Will there be a deal? The President clearly wants a deal, with news leaking out that his political advisor Dick Morris has even shared his campaign polling results with the Dole camp, showing that Dole benefits from having a budget deal. We can be sure the President knew about this move, believing his re-election will be a cakewalk if he can help Dole get the nomination. There is, though, always the danger that Dole will buckle as he has in the past, and be willing to take a deal that does not include capgains. How will the Iowa caucuses next Tuesday affect the outcome, if he winds up losing to Forbes and interprets the loss as a demand for a deal at any price? The last, real, final deadline shaping up is March 1, which means the issue will be settled in the 10 days after the New Hampshire primary.

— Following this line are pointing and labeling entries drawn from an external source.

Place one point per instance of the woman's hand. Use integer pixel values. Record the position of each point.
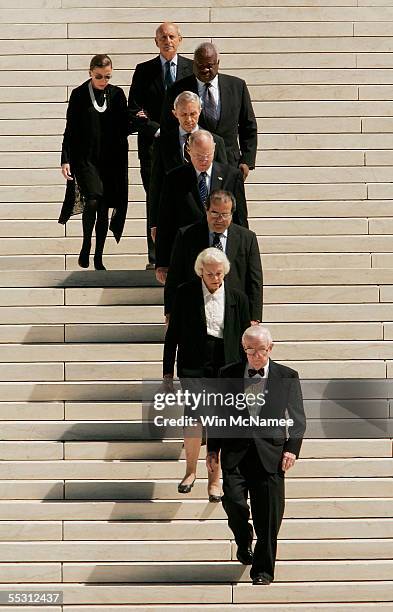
(66, 172)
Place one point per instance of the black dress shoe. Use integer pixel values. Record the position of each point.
(182, 488)
(261, 579)
(244, 555)
(83, 259)
(98, 265)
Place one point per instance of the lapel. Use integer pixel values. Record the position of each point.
(157, 79)
(216, 177)
(181, 71)
(233, 243)
(173, 156)
(225, 97)
(194, 187)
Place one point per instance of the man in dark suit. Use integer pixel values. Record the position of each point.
(185, 192)
(226, 107)
(239, 243)
(171, 149)
(146, 96)
(256, 462)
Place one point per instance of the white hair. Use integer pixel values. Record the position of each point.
(258, 331)
(200, 135)
(187, 96)
(211, 255)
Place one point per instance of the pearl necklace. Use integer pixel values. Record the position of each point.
(100, 109)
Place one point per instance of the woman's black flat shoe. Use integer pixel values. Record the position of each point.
(182, 488)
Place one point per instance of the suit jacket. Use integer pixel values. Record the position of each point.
(237, 124)
(187, 329)
(180, 203)
(147, 92)
(242, 251)
(282, 394)
(166, 156)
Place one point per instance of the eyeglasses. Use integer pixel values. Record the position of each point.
(261, 351)
(99, 77)
(217, 215)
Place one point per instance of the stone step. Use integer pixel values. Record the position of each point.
(135, 430)
(317, 528)
(190, 550)
(156, 470)
(172, 449)
(282, 593)
(213, 572)
(238, 607)
(188, 509)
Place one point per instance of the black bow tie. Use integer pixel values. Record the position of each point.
(252, 372)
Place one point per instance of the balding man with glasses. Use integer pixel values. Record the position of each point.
(254, 461)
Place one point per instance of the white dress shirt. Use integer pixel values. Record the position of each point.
(173, 66)
(223, 239)
(208, 177)
(182, 137)
(214, 310)
(215, 91)
(256, 376)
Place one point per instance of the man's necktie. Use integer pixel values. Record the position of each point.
(252, 372)
(209, 105)
(216, 241)
(168, 79)
(202, 186)
(186, 150)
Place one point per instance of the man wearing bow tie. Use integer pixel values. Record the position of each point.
(185, 192)
(150, 81)
(171, 149)
(256, 464)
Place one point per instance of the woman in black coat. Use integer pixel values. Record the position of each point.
(94, 158)
(205, 327)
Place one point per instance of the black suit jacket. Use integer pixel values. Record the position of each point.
(283, 397)
(187, 329)
(147, 92)
(242, 251)
(237, 124)
(180, 203)
(167, 156)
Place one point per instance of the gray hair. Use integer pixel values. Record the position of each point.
(258, 331)
(199, 136)
(187, 96)
(207, 46)
(211, 255)
(168, 23)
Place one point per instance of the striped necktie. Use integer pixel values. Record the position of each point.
(202, 186)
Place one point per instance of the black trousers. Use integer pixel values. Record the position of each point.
(267, 498)
(145, 167)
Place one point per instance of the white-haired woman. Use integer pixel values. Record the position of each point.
(205, 327)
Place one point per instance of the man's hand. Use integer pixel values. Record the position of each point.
(244, 170)
(161, 274)
(211, 461)
(288, 461)
(66, 172)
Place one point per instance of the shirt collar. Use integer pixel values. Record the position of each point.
(183, 132)
(214, 83)
(266, 368)
(163, 60)
(207, 294)
(208, 172)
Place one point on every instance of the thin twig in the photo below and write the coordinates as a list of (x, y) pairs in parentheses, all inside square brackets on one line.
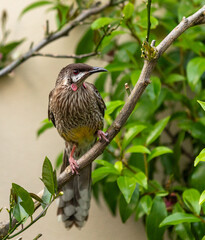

Where will Gingrich’s political head be at that point? By all public and private accounts, he is now doing what he can to undermine the Forbes candidacy, on the grounds that he will lose to Clinton and lose the Congress to boot. As far as I can tell, there is hardly a soul in Washington who is not terrified of the prospect of Steve winning the GOP nomination. President Clinton has to know he has no defenses against Steve, unless he can prove that Steve was a silent partner in Whitewater and once partied on the Forbes yacht with Paula Jones and Gennifer Flowers. Perhaps the voters will take Governor George Voinovich seriously. The Ohio Republican, a big Dole backer, last week angrily insisted on CNBC that citizens who are not professional politicians should not be allowed to run for President!

We don’t mean to frighten you about the dangers just ahead. It could all work out just right, if the Beltway Boys behave themselves. If not, we are grateful to Floyd Norris of The New York Times for reminding us that when the Dow hits 5444.84 it will be exactly double where it was at its peak before the Crash of 1987.